Russia vows revenge after airstrike on city near Ukraine border kills 21 people
The latest attack is one of the deadliest on Russian soil since its conflict with Ukraine started and comes only days before the start of a new year. ITV News' Graham Stothard reports
Russia has vowed retaliation following an airstrike on the border city of Belgorod, which killed at least 21 people, including three children.
A further 110 others were injured during Saturday's attack, according to the region's governor Vyacheslav Gladkov . He said among the wounded are 17 children.
Images on social media showed burning cars and plumes of black smoke rising among damaged buildings as air raid sirens sounded. One strike hit close to a public ice rink in the very heart of the city.
The attack followed an 18-hour aerial bombardment which saw Russia send over 120 missiles and dozens of drones into Ukraine, killing at least 39 civilians.
It was one of the biggest strikes on Ukraine since Russia launched its full-scale invasion in February 2022.

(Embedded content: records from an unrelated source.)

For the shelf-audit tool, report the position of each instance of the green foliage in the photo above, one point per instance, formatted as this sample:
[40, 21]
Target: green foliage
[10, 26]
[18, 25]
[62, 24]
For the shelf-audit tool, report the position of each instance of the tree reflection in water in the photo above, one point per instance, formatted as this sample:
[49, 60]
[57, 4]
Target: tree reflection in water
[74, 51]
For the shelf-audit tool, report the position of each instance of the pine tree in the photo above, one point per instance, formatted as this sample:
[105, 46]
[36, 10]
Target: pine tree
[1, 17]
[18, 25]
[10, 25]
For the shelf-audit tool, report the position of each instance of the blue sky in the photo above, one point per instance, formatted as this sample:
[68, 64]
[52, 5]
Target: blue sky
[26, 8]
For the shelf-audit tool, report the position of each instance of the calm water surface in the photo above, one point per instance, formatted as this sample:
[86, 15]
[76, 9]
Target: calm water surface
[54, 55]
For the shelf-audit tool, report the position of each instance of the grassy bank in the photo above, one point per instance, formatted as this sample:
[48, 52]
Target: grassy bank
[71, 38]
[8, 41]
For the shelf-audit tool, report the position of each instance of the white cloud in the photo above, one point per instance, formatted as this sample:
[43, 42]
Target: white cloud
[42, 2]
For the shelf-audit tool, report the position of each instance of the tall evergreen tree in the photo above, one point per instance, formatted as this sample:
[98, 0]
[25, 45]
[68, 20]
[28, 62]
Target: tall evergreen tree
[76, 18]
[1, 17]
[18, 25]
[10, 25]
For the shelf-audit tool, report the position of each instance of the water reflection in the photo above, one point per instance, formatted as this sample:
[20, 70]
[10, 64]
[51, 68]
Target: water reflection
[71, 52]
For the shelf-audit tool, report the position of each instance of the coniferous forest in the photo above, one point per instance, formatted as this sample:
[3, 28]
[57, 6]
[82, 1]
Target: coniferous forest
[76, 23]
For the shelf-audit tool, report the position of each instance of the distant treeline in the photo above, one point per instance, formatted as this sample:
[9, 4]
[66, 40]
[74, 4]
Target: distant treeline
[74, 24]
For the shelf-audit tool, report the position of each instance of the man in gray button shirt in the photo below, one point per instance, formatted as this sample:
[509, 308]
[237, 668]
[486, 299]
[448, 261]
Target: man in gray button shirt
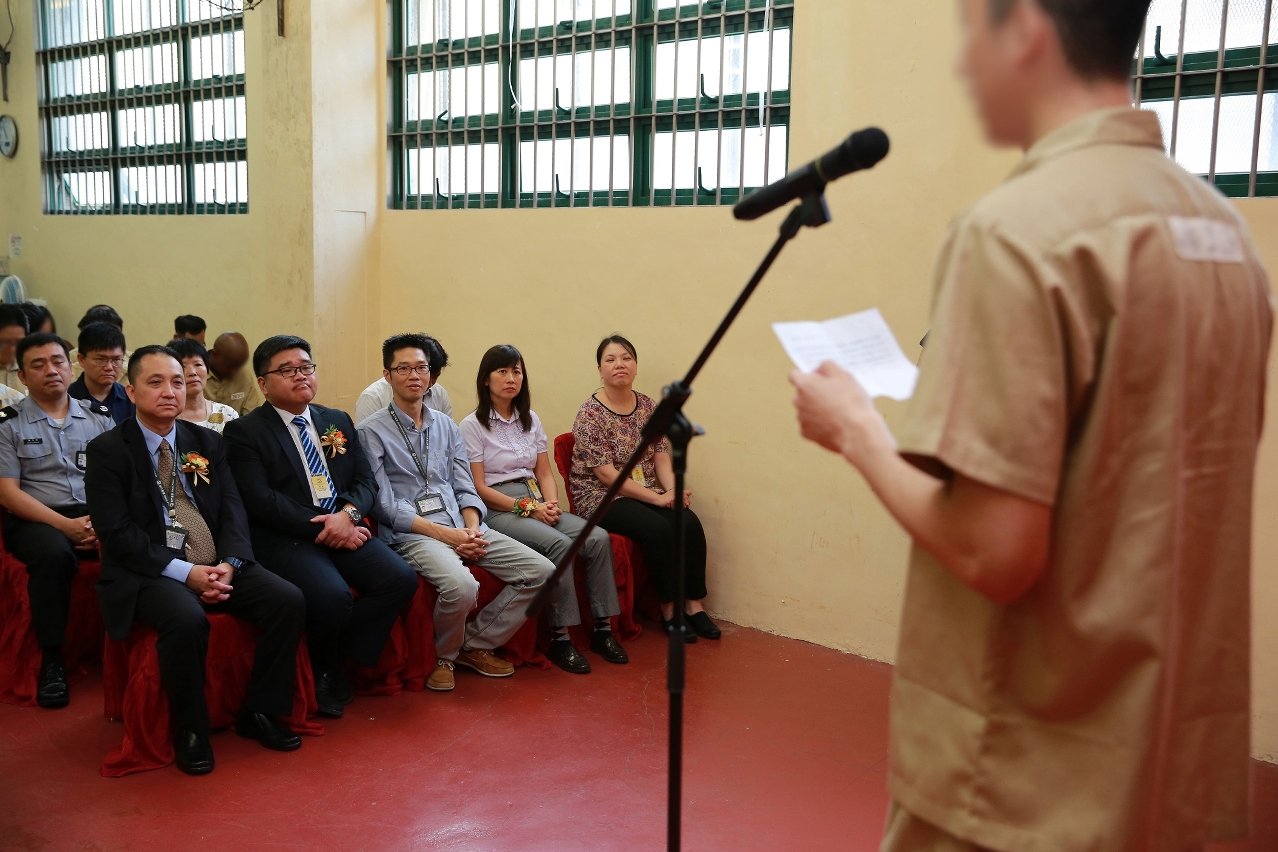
[436, 521]
[44, 442]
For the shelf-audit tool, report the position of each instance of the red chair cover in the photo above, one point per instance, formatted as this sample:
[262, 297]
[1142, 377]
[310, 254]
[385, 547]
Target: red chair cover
[19, 652]
[132, 691]
[635, 590]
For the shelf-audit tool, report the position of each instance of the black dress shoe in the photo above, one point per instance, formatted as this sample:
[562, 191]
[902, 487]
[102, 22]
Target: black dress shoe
[269, 731]
[689, 636]
[53, 691]
[193, 754]
[607, 646]
[568, 658]
[703, 626]
[326, 696]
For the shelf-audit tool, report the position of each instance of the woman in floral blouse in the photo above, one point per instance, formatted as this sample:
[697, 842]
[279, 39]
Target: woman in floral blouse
[509, 463]
[607, 429]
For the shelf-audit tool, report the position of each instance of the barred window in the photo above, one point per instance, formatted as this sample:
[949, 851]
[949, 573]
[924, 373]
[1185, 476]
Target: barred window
[587, 102]
[142, 106]
[1208, 69]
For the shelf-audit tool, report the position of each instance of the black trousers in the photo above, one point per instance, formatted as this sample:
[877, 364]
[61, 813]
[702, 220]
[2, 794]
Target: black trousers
[51, 566]
[653, 530]
[336, 622]
[177, 613]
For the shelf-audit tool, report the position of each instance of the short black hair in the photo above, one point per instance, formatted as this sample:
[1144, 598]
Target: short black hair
[97, 337]
[396, 342]
[620, 341]
[143, 351]
[36, 316]
[36, 341]
[101, 313]
[272, 346]
[188, 325]
[14, 316]
[187, 348]
[436, 355]
[1099, 36]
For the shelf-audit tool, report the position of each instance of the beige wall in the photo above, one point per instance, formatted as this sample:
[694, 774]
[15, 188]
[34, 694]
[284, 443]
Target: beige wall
[798, 543]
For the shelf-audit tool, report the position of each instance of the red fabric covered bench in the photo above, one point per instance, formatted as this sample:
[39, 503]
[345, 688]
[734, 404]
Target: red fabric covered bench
[635, 592]
[132, 691]
[19, 652]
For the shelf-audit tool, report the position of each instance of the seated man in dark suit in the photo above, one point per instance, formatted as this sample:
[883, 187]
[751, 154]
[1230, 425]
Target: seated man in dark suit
[175, 542]
[307, 487]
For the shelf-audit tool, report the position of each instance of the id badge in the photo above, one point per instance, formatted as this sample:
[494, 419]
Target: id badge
[175, 538]
[430, 505]
[321, 486]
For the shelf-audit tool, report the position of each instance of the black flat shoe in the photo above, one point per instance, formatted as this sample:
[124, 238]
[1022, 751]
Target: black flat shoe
[53, 691]
[326, 698]
[269, 731]
[689, 636]
[193, 754]
[607, 646]
[568, 658]
[703, 626]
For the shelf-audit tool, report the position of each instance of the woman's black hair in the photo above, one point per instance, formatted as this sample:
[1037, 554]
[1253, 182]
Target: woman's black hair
[614, 339]
[493, 360]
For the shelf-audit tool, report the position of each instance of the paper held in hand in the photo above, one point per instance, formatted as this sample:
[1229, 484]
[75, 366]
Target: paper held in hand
[860, 342]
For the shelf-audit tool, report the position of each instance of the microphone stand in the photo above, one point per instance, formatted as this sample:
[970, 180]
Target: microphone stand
[669, 420]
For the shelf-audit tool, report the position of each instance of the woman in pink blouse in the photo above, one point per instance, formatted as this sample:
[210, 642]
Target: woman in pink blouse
[607, 429]
[511, 469]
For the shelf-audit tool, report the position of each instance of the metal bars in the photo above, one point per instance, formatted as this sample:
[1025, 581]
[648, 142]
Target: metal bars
[1205, 68]
[142, 106]
[585, 102]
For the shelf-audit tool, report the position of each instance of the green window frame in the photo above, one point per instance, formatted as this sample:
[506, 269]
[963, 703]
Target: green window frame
[1210, 73]
[142, 106]
[585, 102]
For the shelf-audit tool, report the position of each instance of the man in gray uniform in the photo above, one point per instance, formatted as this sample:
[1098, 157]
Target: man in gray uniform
[44, 442]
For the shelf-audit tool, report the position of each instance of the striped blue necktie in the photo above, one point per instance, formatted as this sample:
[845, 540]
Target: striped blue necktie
[315, 463]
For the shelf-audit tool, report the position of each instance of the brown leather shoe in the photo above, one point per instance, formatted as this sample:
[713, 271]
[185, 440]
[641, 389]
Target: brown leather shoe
[485, 662]
[441, 678]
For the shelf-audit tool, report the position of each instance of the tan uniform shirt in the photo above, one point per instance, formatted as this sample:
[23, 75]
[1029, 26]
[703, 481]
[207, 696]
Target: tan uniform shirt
[1099, 339]
[240, 392]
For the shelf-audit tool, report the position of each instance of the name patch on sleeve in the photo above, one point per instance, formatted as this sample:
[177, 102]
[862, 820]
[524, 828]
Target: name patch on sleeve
[1205, 240]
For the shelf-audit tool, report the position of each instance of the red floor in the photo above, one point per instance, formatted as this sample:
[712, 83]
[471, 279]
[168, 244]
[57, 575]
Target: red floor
[786, 750]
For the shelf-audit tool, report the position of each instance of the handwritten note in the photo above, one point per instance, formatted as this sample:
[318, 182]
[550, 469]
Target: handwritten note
[859, 342]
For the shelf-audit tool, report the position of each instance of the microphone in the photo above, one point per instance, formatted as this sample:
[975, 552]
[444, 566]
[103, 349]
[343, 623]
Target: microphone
[863, 150]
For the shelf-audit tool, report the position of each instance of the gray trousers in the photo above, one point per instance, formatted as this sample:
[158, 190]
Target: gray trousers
[554, 542]
[523, 570]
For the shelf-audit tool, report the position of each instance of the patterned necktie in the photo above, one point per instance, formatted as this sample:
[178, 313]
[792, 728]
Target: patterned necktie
[200, 542]
[315, 463]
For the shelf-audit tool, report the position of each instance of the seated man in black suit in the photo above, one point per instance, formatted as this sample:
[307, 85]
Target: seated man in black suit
[307, 487]
[175, 542]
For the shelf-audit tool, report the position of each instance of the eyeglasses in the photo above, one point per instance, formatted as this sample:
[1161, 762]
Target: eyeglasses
[405, 369]
[289, 372]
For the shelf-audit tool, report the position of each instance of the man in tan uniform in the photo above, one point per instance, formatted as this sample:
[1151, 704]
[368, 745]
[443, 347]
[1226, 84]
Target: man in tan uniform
[228, 381]
[1076, 474]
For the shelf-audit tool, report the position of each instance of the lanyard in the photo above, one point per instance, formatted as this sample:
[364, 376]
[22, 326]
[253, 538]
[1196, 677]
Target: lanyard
[170, 497]
[421, 468]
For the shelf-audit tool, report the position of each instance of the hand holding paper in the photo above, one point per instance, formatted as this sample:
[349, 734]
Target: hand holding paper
[859, 342]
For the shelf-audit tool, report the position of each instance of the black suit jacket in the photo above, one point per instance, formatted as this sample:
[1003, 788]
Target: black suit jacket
[128, 512]
[274, 482]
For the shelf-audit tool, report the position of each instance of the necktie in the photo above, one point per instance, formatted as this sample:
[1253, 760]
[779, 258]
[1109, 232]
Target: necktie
[315, 463]
[200, 542]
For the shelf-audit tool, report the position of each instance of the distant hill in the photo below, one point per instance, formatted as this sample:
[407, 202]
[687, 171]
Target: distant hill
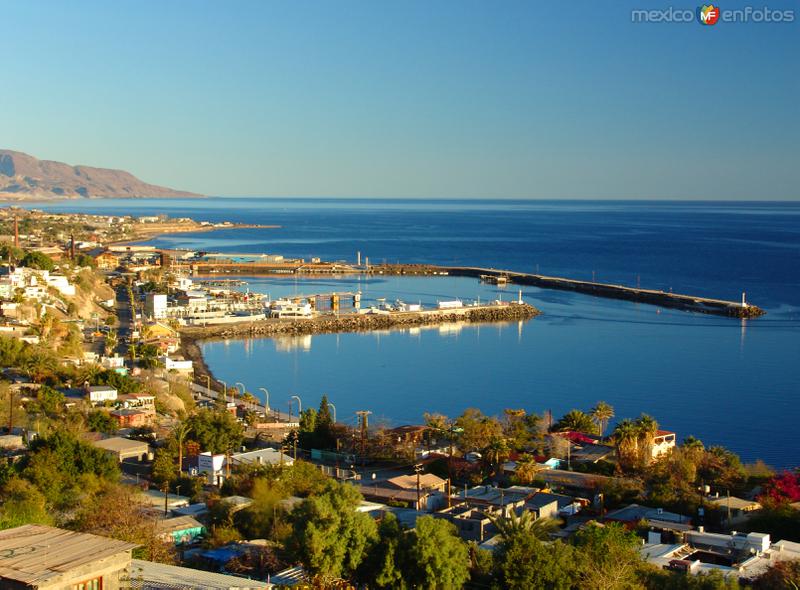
[25, 177]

Russia's Defence Ministry said it identified the ammunition used in the Belgorod strike as Czech-made Vampire rockets and Olkha cluster munitions. It provided no additional information, and it has not been possible to verify the claims.
Accusing Kyiv of an "indiscriminate" strike in a statement on social media, the ministry said: "This crime will not go unpunished."
Russia's military has since launched strikes on its western neighbour, on the city of Kharkiv, in return.
The Kremlin said Russian President Vladimir Putin had been briefed on the Belgorod attack, and that the country’s health minister, Mikhail Murashko, was ordered to join a delegation of medical personnel and rescue workers traveling to the city from Moscow.
Russian diplomats also called for a meeting of the UN Security Council in connection with the strike.
Speaking to Russia’s state news agency, Foreign Ministry spokeswoman Maria Zakharova said that Britain and the United States were guilty of encouraging Kyiv to carry out what she described as a “terrorist attack.”
She also placed blame on EU countries who had supplied Ukraine with weapons. In a statement, the ministry said: “Silence in response to the unbridled barbarity of Ukraine’s Nazis and their puppeteers and accomplices from ‘civilized democracies’ will be akin to complicity in their bloody deeds.”
Earlier on Saturday, Moscow officials had reported shooting down 32 Ukrainian drones over the country’s Moscow, Bryansk, Oryol, and Kursk regions.
They also reported that cross-border shelling had killed two other people in Russia. A man died and four other people were injured when a missile struck a home in the Belgorod region late on Friday evening.
A nine-year-old child was killed in a separate incident in the Bryansk region, officials added. Cities across western Russia have come under regular attack from drones since May, with Russian officials blaming Kyiv.
Ukrainian officials never acknowledge responsibility for attacks on Russian territory or the Crimean Peninsula.
However, larger aerial strikes against Russia have previously followed heavy assaults on Ukrainian cities.
Russia’s ongoing aerial attacks have parked concern for Ukraine’s neighbours, including Poland.
Warsaw said on Friday that an unknown object had entered Polish airspace before vanishing off radar, adding that all indications pointed to it being a Russian missile.
Speaking to Russian state news agency RIA Novosti on Saturday, Russia’s charge d’affaires in Poland, Andrei Ordash, said: "We will not give any explanations until we are presented with concrete evidence because these accusations are unsubstantiated."